Aus Sicht der FDP sind zusätzliche gesetzliche Vorgaben jedenfalls nicht zielführend. Die bestehenden Vorgaben in den Rundfunkstaatsverträgen lassen den Landesmedienanstalten als Fachorganen den nötigen Interpretationsspielraum um die einzelnen Programme zutreffend einzuordnen. Aus Sicht der FDP muss insbesondere die Aufsicht des privaten Rundfunks möglichst staats- und politikfern durchgeführt werden. Durch konkrete, sendungsbezogene Vorgaben droht die Gefahr des verfassungswidrigen Eingriffs in die Programmautonomie der Rundfunkveranstalter.
Statt zusätzlicher gesetzlicher Vorgaben setzen wir auf die Anerkennung der Bemühungen um den "Public Value", die Schaffung weiterer Anreizmodelle für einen diesbezüglichen Ausbau, sowie Selbstverpflichtungen der Branche.
Auch die öffentliche Qualitätskontrolle spielt eine große Rolle. Im Internet, in Blogs und den Social Media Plattformen als einer Art 5. Gewalt, ist eine Art "Pranger-Audit" entstanden. Die direkte Kritik an Inhalten erzeugt öffentlichen Druck auf die Programmveranstalter, gewisse Qualitätsmaßstäbe einzuhalten.
Dieser Aspekt leitet über zu Ihren weiteren Fragen, die auf das Themenfeld Meinungsfreiheit im Internet zielen. Um die Qualitätskontrolle sicherzustellen, müssen Meinungen frei geäußert werden können. Für uns hat dieses Thema höchste Priorität, wie Sie zum Beispiel aus unserer Haltung zu den Themen Vorratsdatenspeicherung oder Netzsperren entnehmen können. Zensur, unter der wir Eingriffe staatlicher Gewalt verstehen, lehnen wir strikt ab. Ganz aktuell wenden wir uns gegen Bestrebungen, eine Klarnamenpflicht im Internet einzuführen, weil auch eine anonyme Teilnahme an der öffentlichen Meinungsbildung möglich sein muss. Als medienpolitischer Sprecher und aus persönlicher Affinität als Betreiber meiner Internetseiten bin ich bestens über den Diskussionsstand informiert. Aus liberaler Sicht und nach meiner persönlichen Überzeugung gilt der Grundsatz, dass für Internetseiten dieselben Regeln wie für jede andere Kommunikationsform gelten, und Rechtsverstöße geahndet werden müssen. Dass der Betreiber einer privaten Homepage Kommentare moderiert und editiert, ist deshalb nicht zu beanstanden. Wer eine Kommentarfunktion auf seiner Internetseite zulässt, haftet zum Beispiel für Beleidigungen, Verleumdungen, oder Urheberrechtsverletzungen.
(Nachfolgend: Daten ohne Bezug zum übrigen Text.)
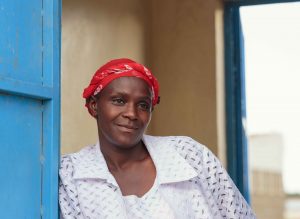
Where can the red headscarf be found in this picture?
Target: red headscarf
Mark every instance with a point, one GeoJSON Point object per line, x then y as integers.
{"type": "Point", "coordinates": [121, 68]}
Dieser Haltung entspricht auch die Praxis der großen Verlage, die ihre Portale moderieren und einzelne Kommentare sogar löschen. Da die Verlage sich den Richtlinien des Deutschen Presserats für die Veröffentlichung von Leserbriefen angeschlossen haben, besteht ein bewährtes Verfahren zum Umgang mit Verstößen gegen diese Richtlinien. Denn auch die Nutzer von Onlinemedien können sich beim Deutschen Presserat über redaktionelle Praktiken und Inhalte beschweren.
Mir ist bekannt, dass ein Verfahren zu einer Petition anhängig ist, die staatliches Handeln anmahnt. Als Liberaler setze ich mich allerdings für einen offenen Meinungsaustausch innerhalb der gesetzlichen Grenzen ein und halte im Übrigen die geltenden Selbstverpflichtungen für ausreichend.